It was a year of challenges for the Metropolitan Transportation Authority, from dealing with heavy damage caused by Hurricane Sandy to a deadly commuter train derailment. NY1's Jose Martinez filed the following report.
It was the Metropolitan Transportation Authority's deadliest day in more than 20 years, with four killed and dozens injured when a speeding Metro-North train went off the tracks in the Bronx.
The December 1 derailment capped a rough 2013 at the commuter railroad, which faces heavy scrutiny to boost safety after a garbage train derailed in July on the same stretch of tracks.

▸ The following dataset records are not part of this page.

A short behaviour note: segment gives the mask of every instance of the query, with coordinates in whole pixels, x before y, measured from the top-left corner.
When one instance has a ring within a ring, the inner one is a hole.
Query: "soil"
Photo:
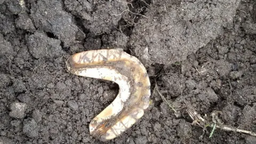
[[[105,48],[140,59],[152,92],[145,115],[105,143],[256,143],[219,129],[209,138],[187,114],[221,111],[223,124],[256,132],[254,0],[0,0],[0,143],[101,143],[89,125],[118,86],[65,62]]]

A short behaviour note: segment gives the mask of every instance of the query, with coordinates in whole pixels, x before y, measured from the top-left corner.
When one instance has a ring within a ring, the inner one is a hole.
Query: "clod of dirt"
[[[2,4],[4,2],[5,0],[0,0],[0,4]]]
[[[67,105],[73,110],[76,110],[78,108],[77,103],[74,101],[69,101]]]
[[[8,9],[13,14],[18,14],[22,10],[19,1],[11,0],[7,1],[6,2]]]
[[[43,33],[36,32],[28,38],[29,52],[36,59],[55,58],[64,53],[60,41],[51,38]]]
[[[239,1],[164,1],[153,2],[131,36],[132,48],[146,66],[185,60],[233,22]],[[147,47],[151,58],[142,57]]]
[[[250,107],[246,106],[243,110],[243,115],[238,119],[240,129],[245,129],[247,130],[254,130],[255,126],[253,125],[253,122],[255,121],[256,115],[256,107],[254,106]]]
[[[25,121],[23,132],[29,138],[35,138],[38,135],[38,127],[35,119],[29,119]]]
[[[22,92],[26,90],[26,86],[21,79],[14,79],[13,87],[15,92]]]
[[[15,23],[16,27],[18,28],[26,30],[29,32],[34,32],[36,30],[32,20],[26,13],[19,14],[19,17],[15,20]]]
[[[15,30],[14,23],[12,19],[0,13],[0,29],[1,33],[6,34],[12,33]],[[1,39],[0,36],[0,39]],[[1,41],[0,41],[1,42]]]
[[[5,88],[11,83],[11,79],[7,75],[0,74],[1,81],[0,82],[0,88]]]
[[[245,138],[246,144],[255,144],[256,143],[256,138],[252,136],[247,136]]]
[[[178,127],[178,135],[183,138],[189,137],[191,134],[191,129],[190,123],[185,121],[180,121]]]
[[[103,35],[101,39],[104,47],[117,47],[126,50],[128,38],[123,33],[115,31],[109,35]]]
[[[13,47],[9,42],[4,39],[4,36],[0,34],[0,55],[9,55],[13,54]]]
[[[68,46],[75,41],[77,27],[63,11],[61,1],[39,1],[31,3],[30,17],[36,28],[53,33]]]
[[[39,122],[42,120],[42,115],[41,112],[38,109],[35,109],[32,113],[32,117],[37,123]]]
[[[126,1],[65,1],[66,7],[83,20],[84,26],[95,34],[109,33],[117,26],[124,11],[128,10]]]
[[[14,143],[12,140],[5,137],[0,137],[0,143],[3,144],[13,144]]]
[[[140,143],[140,144],[146,144],[148,140],[147,139],[147,137],[146,136],[142,136],[139,137],[135,139],[134,142],[135,143]]]
[[[11,104],[9,116],[15,118],[21,118],[25,116],[27,104],[22,102],[13,102]]]

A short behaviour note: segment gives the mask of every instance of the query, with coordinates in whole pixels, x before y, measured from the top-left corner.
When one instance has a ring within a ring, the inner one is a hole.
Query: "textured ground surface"
[[[0,143],[101,143],[89,124],[118,87],[71,75],[65,61],[106,47],[138,57],[153,93],[144,116],[106,143],[256,143],[220,129],[209,138],[153,92],[256,132],[254,0],[0,0]]]

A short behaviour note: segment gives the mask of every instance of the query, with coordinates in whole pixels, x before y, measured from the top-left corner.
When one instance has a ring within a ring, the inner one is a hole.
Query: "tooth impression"
[[[73,55],[66,63],[69,73],[115,82],[119,91],[112,103],[90,124],[90,133],[102,141],[131,127],[148,107],[150,83],[140,61],[119,50],[99,50]]]

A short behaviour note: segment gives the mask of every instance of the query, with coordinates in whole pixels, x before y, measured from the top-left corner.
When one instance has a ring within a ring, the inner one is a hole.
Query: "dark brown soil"
[[[101,143],[89,125],[118,86],[69,74],[65,61],[108,47],[141,61],[152,101],[106,143],[256,143],[219,129],[209,138],[186,110],[220,111],[223,124],[256,132],[254,0],[0,0],[0,143]]]

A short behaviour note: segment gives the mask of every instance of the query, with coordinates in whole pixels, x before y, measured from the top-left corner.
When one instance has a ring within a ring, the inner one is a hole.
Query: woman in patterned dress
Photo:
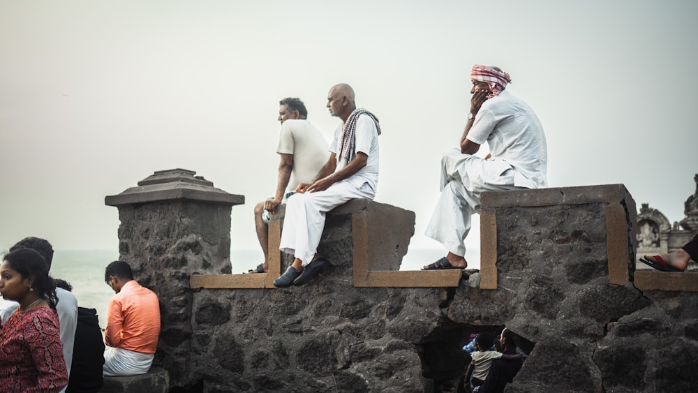
[[[56,286],[43,258],[22,249],[0,265],[0,295],[20,306],[0,329],[0,392],[55,392],[68,385]]]

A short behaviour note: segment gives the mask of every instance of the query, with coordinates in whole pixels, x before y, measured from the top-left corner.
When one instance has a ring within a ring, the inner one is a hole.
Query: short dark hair
[[[3,258],[10,267],[20,274],[22,279],[34,277],[31,288],[36,295],[48,300],[52,309],[56,308],[56,284],[48,275],[48,266],[38,251],[33,249],[17,249],[8,253]]]
[[[115,260],[107,265],[104,269],[104,281],[109,283],[109,278],[115,276],[119,279],[128,281],[133,279],[133,271],[131,266],[123,260]]]
[[[516,341],[514,341],[514,332],[506,327],[502,330],[502,338],[504,339],[507,347],[514,348],[517,346]]]
[[[291,97],[283,98],[281,101],[279,101],[279,105],[286,105],[286,107],[291,112],[297,110],[303,119],[308,117],[308,110],[305,108],[305,104],[303,103],[303,101],[300,98]]]
[[[480,333],[475,337],[475,343],[481,350],[491,349],[494,345],[494,336],[489,333]]]
[[[51,244],[48,242],[48,240],[31,236],[25,237],[13,246],[10,249],[10,252],[19,250],[20,249],[31,249],[41,254],[41,256],[44,258],[44,261],[46,262],[48,270],[51,270],[51,262],[53,261],[53,247],[51,246]]]

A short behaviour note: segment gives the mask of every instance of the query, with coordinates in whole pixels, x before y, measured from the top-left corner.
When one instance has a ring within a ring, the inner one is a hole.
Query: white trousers
[[[144,374],[150,369],[154,357],[154,353],[142,353],[107,346],[104,350],[102,373],[105,376]]]
[[[357,188],[342,181],[324,191],[296,193],[286,202],[279,249],[301,260],[304,267],[313,260],[325,228],[325,213],[350,200],[373,199],[376,192],[367,183]]]
[[[517,190],[514,169],[501,160],[484,160],[447,151],[441,157],[441,196],[425,235],[456,255],[466,255],[465,240],[472,225],[470,216],[480,212],[485,191]]]

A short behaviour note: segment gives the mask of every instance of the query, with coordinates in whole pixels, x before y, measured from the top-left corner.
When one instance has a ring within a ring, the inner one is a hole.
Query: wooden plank
[[[367,272],[366,280],[355,287],[375,288],[447,288],[457,287],[463,270],[408,270]]]
[[[698,292],[698,272],[635,270],[634,284],[640,290]]]
[[[193,289],[264,288],[268,273],[255,274],[195,274],[189,277],[189,288]],[[271,288],[274,288],[272,286]]]

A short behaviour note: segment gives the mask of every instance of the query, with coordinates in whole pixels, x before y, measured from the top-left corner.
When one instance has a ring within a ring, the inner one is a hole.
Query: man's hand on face
[[[316,181],[315,183],[313,183],[309,187],[308,187],[308,191],[311,193],[324,191],[332,185],[332,182],[331,181],[327,179],[327,177],[323,177],[322,179]]]

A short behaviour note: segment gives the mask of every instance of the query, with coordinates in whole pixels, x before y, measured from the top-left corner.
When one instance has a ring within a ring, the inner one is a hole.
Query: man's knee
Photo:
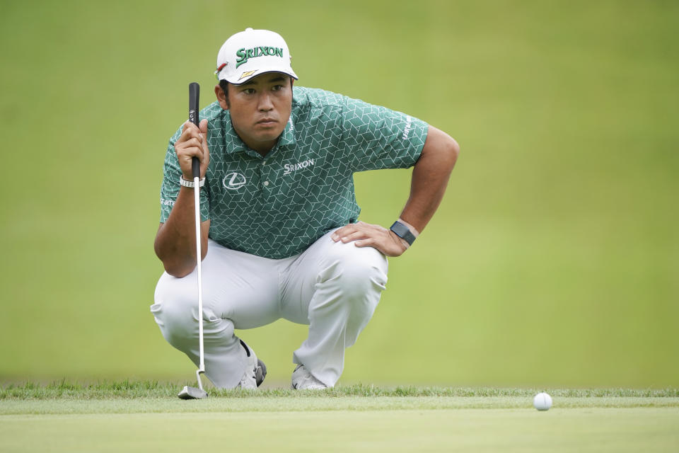
[[[163,275],[156,287],[156,303],[151,307],[163,336],[173,345],[193,338],[198,329],[195,280],[185,279]]]
[[[387,260],[372,247],[337,243],[330,248],[328,265],[318,275],[318,282],[335,280],[348,300],[361,300],[383,291],[387,283]]]

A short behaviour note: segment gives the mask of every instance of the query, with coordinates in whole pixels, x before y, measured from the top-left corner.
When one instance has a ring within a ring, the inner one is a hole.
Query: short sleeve
[[[419,159],[429,125],[385,107],[344,98],[343,157],[352,171],[407,168]]]

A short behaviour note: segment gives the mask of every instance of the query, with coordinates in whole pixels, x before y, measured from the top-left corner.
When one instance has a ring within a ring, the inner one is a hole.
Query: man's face
[[[222,108],[231,113],[231,124],[248,147],[265,154],[285,129],[292,109],[292,85],[279,72],[253,77],[242,85],[229,84],[228,99],[215,87]]]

It's the latest challenge for the MTA, where riders continue to feel the sting of Hurricane Sandy.
Damage from the storm knocked out the R train tube connecting Brooklyn to Manhattan from August until next October, and the G train tube linking Brooklyn to Queens was shut down for 14 weekends.
"I want to be clear about something. Our efforts to fully recover from Sandy are far from over," said MTA Vice Chairman Fernando Ferrer.
The A train to the Rockaways returned in late May, seven months after the storm knocked out the line's link to the rest of the city.
"This was an all-out, seven-month, day-and-night effort to rebuild three-and-a-half miles of the A train service coming across Jamaica Bay," said MTA Chairman and CEO Thomas Prendergast.
The old South Ferry station was pressed back into service in April for 1 train riders, but the new one flooded by 14-and-a-half million gallons of Hurricane Sandy's saltwater remains out of commission through at least 2016.
The price of subway and bus rides went up to $2.50 in March.
More hikes await in 2015 and 2017, but the MTA announced in November that its improved finances will make the increases less than projected.
That improved outlook led the MTA to announce $18 million in service restorations to several bus lines, while extending service on the M and G trains.
Speedier Select Bus Service expanded, adding a second line in the Bronx and the first in Brooklyn.
In October, Manhattan got Bus Time, letting riders track every bus in the borough by text or smartphone.
Technology spread to the subways, too, with wireless service now available at more than 30 stations in Manhattan, and coming to more next year.
What else awaits in 2014? The overdue opening of the Fulton Center and the 7 train extension to the West Side.